Oil Filter Wrench
Using rubber bands or automotive wrenches to get your oil filter off is a pain in the ass and it damages the filter. Motorcycle-specific filter tools are plentiful and cheap.
Torx and Allen Wrenches
Due to advanced torque specs, for the past decade or so bikes have been employing both Torx and Allen bolts. In short, you can’t work on your bike without owning these.
We all know V-twin motorcycles shake like hell. If you don’t use red and blue thread locker where needed, shit is going to fall off of your bike when you least expect it.
Wiring problems always arise on motorcycles, so it’s always handy to have a cheap soldering iron stowed away for when the lights go out.
10mm 12-Point Wrench
Any newer Harley uses 10mm 12-point metric bolts to secure the calipers to the bike. Do yourself a favor and add either a socket or open-end wrench to your toolbox before you ever need it.
All bikes come slathered with thread locker and by adding a little heat via this Bernz-o-Matic torch, those frozen nuts and bolts will break free in no time.
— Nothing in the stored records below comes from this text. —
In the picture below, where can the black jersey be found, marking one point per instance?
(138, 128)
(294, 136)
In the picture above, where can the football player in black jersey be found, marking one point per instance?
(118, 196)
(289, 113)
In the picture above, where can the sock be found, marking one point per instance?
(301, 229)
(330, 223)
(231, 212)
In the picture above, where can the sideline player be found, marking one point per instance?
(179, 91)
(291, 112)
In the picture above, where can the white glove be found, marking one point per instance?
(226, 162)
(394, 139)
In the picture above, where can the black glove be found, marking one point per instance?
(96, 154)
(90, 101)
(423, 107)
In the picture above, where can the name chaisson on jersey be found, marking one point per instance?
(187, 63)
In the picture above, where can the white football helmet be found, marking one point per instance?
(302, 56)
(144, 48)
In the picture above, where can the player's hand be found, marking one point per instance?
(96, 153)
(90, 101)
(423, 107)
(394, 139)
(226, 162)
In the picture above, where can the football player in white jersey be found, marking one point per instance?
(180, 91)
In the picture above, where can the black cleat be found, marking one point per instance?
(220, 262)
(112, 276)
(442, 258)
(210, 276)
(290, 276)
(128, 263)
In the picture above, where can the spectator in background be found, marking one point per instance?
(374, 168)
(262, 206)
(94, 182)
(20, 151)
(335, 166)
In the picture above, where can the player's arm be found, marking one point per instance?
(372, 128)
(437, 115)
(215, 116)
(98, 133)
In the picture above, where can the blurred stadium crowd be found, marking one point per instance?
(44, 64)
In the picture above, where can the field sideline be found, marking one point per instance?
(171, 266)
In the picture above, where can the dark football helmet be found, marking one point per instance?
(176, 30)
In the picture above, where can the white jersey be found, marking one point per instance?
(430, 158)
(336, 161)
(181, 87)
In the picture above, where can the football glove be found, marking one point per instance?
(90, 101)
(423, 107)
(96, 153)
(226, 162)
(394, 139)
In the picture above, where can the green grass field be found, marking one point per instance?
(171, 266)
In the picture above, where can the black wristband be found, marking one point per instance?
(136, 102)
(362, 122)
When your bike won’t start or your lights go out, always look to the fuses first. Fuses are cheap insurance and always come in handy.
When trying to figure out what wire goes where or why something isn’t getting an electrical charge to it, instead of guessing, get a test light and find out correctly.
Getting proper torque is much more than just tightening down a nut or bolt. It ensures that the proper amount of tension is being applied to the fastener, yet doesn’t harm either the bolt or what it is being threaded into. Shearing bolts due to brute force is an expensive venture.
A simple $100 bike jack can keep your bike from falling over on you while wrenching on it. It also comes in handy when cleaning the bike since you can get the wheels off of the ground and spin them around.